The U.S. Department of Health and Human Services' Health Sector Cybersecurity Coordination Center recently warned of a new human-operated ransomware targeting the healthcare industry.
Here are eight things for dentists to know:
- The ransomware, Royal, was first seen in September 2022 but has increased in appearance, according to a Dec. 7 HHS notice.
- Royal has demanded ransoms of more than $2 million, the American Dental Association said Dec. 28.
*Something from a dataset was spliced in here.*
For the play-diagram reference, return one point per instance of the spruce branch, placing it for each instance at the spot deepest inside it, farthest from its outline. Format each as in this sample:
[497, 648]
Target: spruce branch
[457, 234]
- HHS noted that the ransomware should be considered a threat to the healthcare and public health sector.
- The ransomware is a 64-bit executable written in C++ that targets windowing systems.
- The department said Royal appears to be a private group with a financial motivation that claims to also perform double-extortion attacks, in which sensitive data is exfiltrated.
- In addition to using frequently used attack methods such as phishing, remote desktop protocol compromises and credential abuse, Royal also uses new techniques, including embedding malicious links in Google ads, using an organization's contact forum to bypass email protections and placing malicious installer files on legitimate-looking software sites.
- Ransom notes appear in a README.TXT file with links to a private negotiation page.
- The American Dental Association offered several ways for dental practices to protect themselves from attacks here. Tips include training staff on basic data security and backing up data regularly.